Not that she wasn’t a pick pocket of sorts. She was good at remembering which patrons came with more money than just for a whore, knew which girls they requested. Once a month or so, she would hide under the bed and take a few coins when they were distracted. She had a fair amount more money than they thought she had by the time she she was ready to leave, but still not enough.

She glanced over her shoulder as she began walking. She would miss some of the women. The ones who mothered her once she was orphaned. Who had distracted the patrons who leered at her until one day when one had slipped their watch and tried to stick his hand up her dress. The ones who let her cry on their shoulders after, though they didn’t know that she was crying in shame of the arousal she felt when the man cornered her.

She shook her head to rid herself of the memory. She needed more money before she could start tracking down her bastard of a father and she knew exactly where she was going to steal from. The doctor who killed her brother would pay for tricking her mother.
 
There was a lifetime between that terrible day when her brother died and today. But, while some things faded with time or changed, other things remained painfully the same. Reputations were hard to kill, and the best con artists were the one who were also partly the truth. The doctor was no stranger around the poor quarter. His name was Whalen Blight, and he was well known as the best healer in the quarter; a dubious distinction, all in all. But, he could cut limbs off to stop gangrene growing, and then burn it closed well enough to not let the person bleed out. He could dig an arrowhead out of a wound and then stitch it up, though infection was a 50/50 proposition at best afterward.
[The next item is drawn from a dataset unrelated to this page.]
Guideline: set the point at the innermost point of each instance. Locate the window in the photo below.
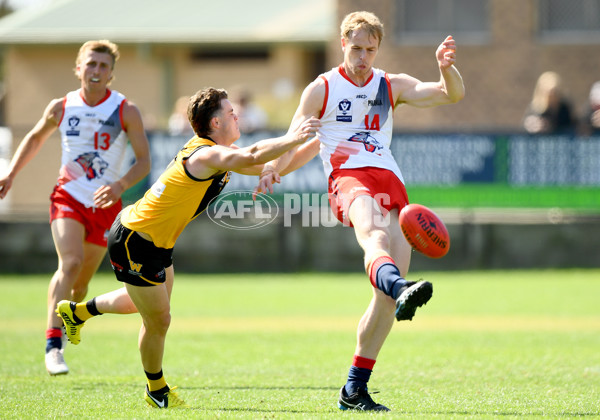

When you had that kind of credibility, when you then told someone you had the cure for the plague, people tended to believe you. Even afterwards, when your cure proved to be nonsense, it was easy enough to wave your hand, tell the survivors that the ones who died hadn't taken it properly and the ones that survived were because of his tonic...even if that was nonsense, more a matter of pure chance...and continue on. You could claim to be a great surgeon, butcher a man and end up killing him even more surely than the original problem, and then proclaim after that there was nothing anyone could have done.

This...was Whalen Blight. And he had been doing it for over thirty years. Ever since his own master had given him the keys to the kingdom of healing arts, which he had then used to poison him before he had learned half of what the old man had really known how to do. But, he had taken over the man's business, which had earned him a pretty penny over the years.

Oh, he wasn't rich. He was still in poor quarter. Maybe, if he had stashed away the money, he might be living comfortably by now. But he drank more than he should, and gambled when he wasn't drinking. He didn't whore much...too many women wanted to pay with their bodies in the poor quarter for him to need to do that. And when that didn't happen...well, a few of the right drugs, and he didn't have to ask anymore with women who came looking for help.

Nasty, in almost everyway.

Rumors of him were everywhere, but...sometimes, the poison couldn't be dug out, no matter how obvious and black the blood it was tainting.

As such, he was not hard to find. He had an apothecary shop attached to a dank cell of an operating room where he did his dirty work. It was in the back of an alley, taking up the entire basement floor of a tannery mixed with a leather clothing shop above; one more indication he didn't know what he was doing, for the stench and filth surrounding the tannery was surely the last thing a healer would want for his patients. He was rumored to live down there somewhere as well, so the basement area would have a living quarters as well. A miniature complex that she could raid and hopefully get a few funds while punishing him for what he had done, at least to her.